Location
- 16 Phin Avenue Toronto, Ontario, M4J 3T2 Canada

Information
- School type: High school
- School board: Toronto District School Board
- Superintendent: Uton Robinson
- Area trustee: Jennifer Story
- Principal: Denis Lopes
- Grades: 10-12
- Enrolment: 50
- Language: English
- Schedule type: Semestered

= Subway Academy I =

Subway Academy I is a public alternative high school in Toronto, Ontario, Canada. Originally, Subway Academy I was simply called "Subway Academy", but after Subway Academy II opened, the name was changed to "Subway Academy I". It was founded in September 1973, making it one of the oldest secondary alternative schools in Toronto. The original staff were Achim Krull, Judith Robertson and Murray Shukyn. The school was a reflection of the Ivan Illich "deschooling" movement, which proposed that people would learn best from community resources. As a result, a directory of resources along the Toronto subway system was created, and the school derives its name from that initiative. The community resource aspect of the program however faded very quickly. Students were more interested in formal credit courses and academic courses leading to admission to university or college.
Subway Academy started as an independent studies program. It was intended to make education available to students with family or other obligations which limited their ability to attend school during regular hours and who could not attend night school. The school enrolled students at any time during the year, not just in September. Originally, there was no upper age limit on enrolment. The school attracted many adults.
The independent studies program at Subway Academy operated very differently from regular high school programs. Students met their teachers by appointment several times a week, but there were no formal classes. During the appointments, students reviewed their progress with their teachers, wrote tests, handed in assignments, and received new work. Students could work at the school, or at home, or at the local library, wherever they were comfortable. Students started courses when they joined, and finished courses whenever they had completed all the required work. Additional courses could be started at any time.
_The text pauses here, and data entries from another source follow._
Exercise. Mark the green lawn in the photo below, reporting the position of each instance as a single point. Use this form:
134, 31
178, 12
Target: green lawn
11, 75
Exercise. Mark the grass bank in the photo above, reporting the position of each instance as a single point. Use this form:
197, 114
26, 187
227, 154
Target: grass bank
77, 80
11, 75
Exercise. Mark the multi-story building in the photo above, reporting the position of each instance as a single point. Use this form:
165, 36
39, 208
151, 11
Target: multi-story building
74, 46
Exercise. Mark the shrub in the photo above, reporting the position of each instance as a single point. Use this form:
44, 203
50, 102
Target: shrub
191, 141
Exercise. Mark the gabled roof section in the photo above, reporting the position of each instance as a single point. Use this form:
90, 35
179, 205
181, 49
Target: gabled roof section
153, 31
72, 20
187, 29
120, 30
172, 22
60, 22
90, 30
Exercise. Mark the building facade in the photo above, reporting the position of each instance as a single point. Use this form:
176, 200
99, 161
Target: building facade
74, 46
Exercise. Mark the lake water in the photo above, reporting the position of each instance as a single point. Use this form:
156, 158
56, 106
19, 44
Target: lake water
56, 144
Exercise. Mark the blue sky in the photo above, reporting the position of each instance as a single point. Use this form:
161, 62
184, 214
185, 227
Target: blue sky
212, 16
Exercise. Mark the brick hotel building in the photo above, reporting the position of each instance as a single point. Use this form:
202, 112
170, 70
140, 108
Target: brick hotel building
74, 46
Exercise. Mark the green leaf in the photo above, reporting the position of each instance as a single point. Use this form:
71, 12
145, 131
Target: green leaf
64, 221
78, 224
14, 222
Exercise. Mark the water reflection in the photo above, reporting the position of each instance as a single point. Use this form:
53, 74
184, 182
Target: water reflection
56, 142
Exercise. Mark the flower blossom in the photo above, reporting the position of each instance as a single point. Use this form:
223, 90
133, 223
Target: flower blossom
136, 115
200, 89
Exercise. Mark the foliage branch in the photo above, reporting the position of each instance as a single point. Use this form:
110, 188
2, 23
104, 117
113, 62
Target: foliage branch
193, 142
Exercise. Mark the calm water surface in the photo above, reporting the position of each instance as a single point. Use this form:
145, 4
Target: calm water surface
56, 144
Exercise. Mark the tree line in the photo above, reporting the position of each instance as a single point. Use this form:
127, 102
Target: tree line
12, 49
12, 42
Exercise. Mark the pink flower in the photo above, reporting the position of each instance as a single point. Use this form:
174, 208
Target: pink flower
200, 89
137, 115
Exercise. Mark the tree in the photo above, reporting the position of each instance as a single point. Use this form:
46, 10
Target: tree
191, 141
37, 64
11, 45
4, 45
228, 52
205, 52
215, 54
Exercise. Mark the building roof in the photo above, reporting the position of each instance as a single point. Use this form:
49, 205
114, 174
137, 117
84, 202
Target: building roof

Today Subway Academy combined formal classes with independent studies, and students are required to complete courses during a regular semestered timeframe.
Subway Academy One continues to share a building with Eastern Commerce Collegiate Institute. Today it offers courses from grades 9 to 12 at both the academic and applied level. As the enrolment at Subway Academy increased, it was divided into two branches. Subway Academy II was opened in the west end of Toronto. Judith Robertson became the first coordinator of that program. It continues today as an independent studies program.